Выбрать главу

"OK. Off the record then," Donna said, turning back to her cameraman as if to emphasize that he wasn't filming. "Just so I didn't wait out here all day being eaten by mosquitoes for nothing."

"Off the record, Donna," Hammonds said, the grin I'd seen earlier now undisguised. "I think we got our guy."

The agents turned their heads and began walking with Hammonds toward the helicopter and the reporter turned to me.

"Mr. Freeman? Right?" she said. "Coming out of the swamp again. How you doing?"

I looked in her face, a foolish confirmation. I shouldn't have been surprised that a smart reporter would recognize me from the plane crash with Gunther only a week ago. I didn't respond.

"Mr. Freeman, are you on loan from Philadelphia?" She was again polite. "Does any of this tie in somehow to Philadelphia?"

Billy was right again. There would always be one who did their homework.

"No comment," I said, feeling a flush rise in my neck.

"You coming?" Hammonds called from the parking area where the helicopter blades were just starting to spin. I turned and jogged after him.

We were all strapped in and the helicopter was beginning to wobble and rise when Hammonds turned and yelled over the engine whine: "We'll have a briefing in the conference room as soon as we're in."

He was talking to all of us and looking at me. As the machine rose he pulled a headset over his ears and no one said a word during the trip in. I stared out the window and shivered at the thought of the last time I flew. But this time there was only an ocean of black below. For thousands of acres there was not a light. Without a moon, even the canals that did run through the sawgrass could not show themselves. The windows of the chopper only reflected the pilot's green instrument board.

It was hot and close inside the cramped space and I sat trying to imagine Ashley somehow moving the girl out into his old and rusted rowboat and making it out here in the dark four nights ago but the vision wouldn't come. His navigation through this part of the wilderness I didn't doubt. His ability to steal her away from the backyard and through the man-made lake was also plausible for a man of his talents. But there was no waterway or wood that led from the surrounding streets of Flamingo Lakes into these dark acres.
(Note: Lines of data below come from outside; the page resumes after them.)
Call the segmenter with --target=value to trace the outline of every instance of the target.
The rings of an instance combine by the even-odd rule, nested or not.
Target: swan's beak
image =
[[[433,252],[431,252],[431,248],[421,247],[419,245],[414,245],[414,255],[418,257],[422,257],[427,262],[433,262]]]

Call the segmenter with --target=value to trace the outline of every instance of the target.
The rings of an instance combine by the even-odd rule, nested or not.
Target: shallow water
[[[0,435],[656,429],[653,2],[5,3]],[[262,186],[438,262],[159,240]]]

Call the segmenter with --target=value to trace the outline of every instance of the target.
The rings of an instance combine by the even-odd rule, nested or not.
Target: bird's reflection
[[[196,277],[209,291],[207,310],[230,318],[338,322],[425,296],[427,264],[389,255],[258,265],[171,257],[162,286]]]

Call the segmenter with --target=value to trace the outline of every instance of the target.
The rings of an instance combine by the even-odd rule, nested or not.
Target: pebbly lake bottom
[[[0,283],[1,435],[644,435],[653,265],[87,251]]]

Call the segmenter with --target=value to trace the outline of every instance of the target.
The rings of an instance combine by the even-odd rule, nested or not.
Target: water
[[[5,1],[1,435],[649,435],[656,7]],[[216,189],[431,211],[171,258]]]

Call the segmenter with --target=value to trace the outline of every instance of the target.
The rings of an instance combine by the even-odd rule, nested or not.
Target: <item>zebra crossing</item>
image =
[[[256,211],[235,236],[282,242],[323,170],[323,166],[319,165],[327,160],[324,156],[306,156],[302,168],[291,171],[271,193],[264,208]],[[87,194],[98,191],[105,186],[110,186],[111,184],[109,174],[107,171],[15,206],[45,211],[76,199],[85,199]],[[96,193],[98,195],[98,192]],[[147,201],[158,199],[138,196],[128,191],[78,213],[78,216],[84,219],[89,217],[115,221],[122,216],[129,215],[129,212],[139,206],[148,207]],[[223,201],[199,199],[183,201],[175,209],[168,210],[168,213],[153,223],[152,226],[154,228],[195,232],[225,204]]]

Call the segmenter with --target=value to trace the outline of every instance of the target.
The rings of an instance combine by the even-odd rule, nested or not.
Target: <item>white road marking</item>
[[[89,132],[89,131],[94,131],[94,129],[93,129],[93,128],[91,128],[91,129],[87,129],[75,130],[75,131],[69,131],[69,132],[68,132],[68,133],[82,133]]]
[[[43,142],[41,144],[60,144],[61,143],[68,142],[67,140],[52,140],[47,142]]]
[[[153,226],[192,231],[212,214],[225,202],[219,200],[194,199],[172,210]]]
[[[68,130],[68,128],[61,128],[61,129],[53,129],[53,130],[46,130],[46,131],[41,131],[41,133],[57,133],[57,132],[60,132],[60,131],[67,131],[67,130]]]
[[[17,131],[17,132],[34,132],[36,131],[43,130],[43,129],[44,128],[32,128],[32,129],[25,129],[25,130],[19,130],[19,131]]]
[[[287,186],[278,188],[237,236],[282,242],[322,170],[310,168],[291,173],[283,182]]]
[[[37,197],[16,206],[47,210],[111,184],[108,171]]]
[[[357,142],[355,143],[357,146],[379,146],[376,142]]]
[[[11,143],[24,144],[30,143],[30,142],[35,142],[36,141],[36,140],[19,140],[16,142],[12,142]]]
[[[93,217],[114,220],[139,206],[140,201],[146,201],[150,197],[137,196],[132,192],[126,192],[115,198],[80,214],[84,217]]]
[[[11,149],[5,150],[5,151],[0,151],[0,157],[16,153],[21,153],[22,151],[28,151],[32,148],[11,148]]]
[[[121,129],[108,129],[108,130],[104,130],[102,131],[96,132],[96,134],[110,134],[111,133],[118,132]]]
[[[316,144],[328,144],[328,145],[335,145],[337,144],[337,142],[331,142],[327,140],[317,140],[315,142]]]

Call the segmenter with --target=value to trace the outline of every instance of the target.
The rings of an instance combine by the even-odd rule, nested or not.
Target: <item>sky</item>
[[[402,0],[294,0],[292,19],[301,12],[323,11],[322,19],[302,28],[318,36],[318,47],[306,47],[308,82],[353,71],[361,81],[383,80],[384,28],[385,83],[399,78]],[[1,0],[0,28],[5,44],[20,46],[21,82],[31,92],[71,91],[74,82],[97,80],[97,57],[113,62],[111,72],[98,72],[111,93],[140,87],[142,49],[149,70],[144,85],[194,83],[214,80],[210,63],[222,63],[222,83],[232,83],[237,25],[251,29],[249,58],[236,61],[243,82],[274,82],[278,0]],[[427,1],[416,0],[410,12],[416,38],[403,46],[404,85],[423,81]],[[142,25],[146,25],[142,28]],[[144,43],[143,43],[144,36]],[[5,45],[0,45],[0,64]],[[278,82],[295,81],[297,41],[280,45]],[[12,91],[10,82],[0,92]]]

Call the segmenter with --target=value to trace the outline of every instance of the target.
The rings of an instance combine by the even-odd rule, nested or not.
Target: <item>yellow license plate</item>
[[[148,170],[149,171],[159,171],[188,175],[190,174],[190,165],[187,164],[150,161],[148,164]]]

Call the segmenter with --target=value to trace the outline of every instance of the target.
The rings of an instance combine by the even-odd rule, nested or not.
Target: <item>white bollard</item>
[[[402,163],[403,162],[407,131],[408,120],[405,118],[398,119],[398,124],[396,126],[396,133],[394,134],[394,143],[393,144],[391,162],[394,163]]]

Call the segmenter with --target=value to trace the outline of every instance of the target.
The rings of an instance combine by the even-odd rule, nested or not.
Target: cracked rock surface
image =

How would a man like him make that leap? How would a man confined to oil lamps and animal skinning send an e-mail of GPS coordinates from a downtown Radio Shack?

I was convinced he hadn't, but I wasn't sure what Hammonds believed. As I ground the edges, a false dawn and then a sliver of light put a border on the eastern horizon. The glow of the coastal city. Minutes later we crossed highway 27 due west of Fort Lauderdale. It was the boundary. On one side was blackness, on the other lay a blanket of lights webbed all the way to the ocean.

The pilot brought us in on a straight heading, following a line of orange-tinged lights that flanked a boulevard running through suburbia. You couldn't see the trees at night, only dark splotches interrupting the pattern of street lamps. The broader dark areas I knew had to be golf courses. The light grids thickened as we approached what I could now see was the glowing gray belt of the interstate, and we started down. The pilot swept us in a banking circle and we hovered over the neighborhood that tolerated the sheriff's administration building and he eased down to it. I wondered what the citizens thought of the chopper's occasional wind and noise assault, the sight of a machine so familiar but so far from their experience. They would never ride in it, or sit in it on their way to some important meeting. They surely weren't asked whether they had objections to its boisterous comings and goings. Maybe they didn't give a damn. Maybe they just watched TV and became oblivious to its sound, just like the night train whistle or the hum of interstate traffic. That's just the way it was. You just live in it.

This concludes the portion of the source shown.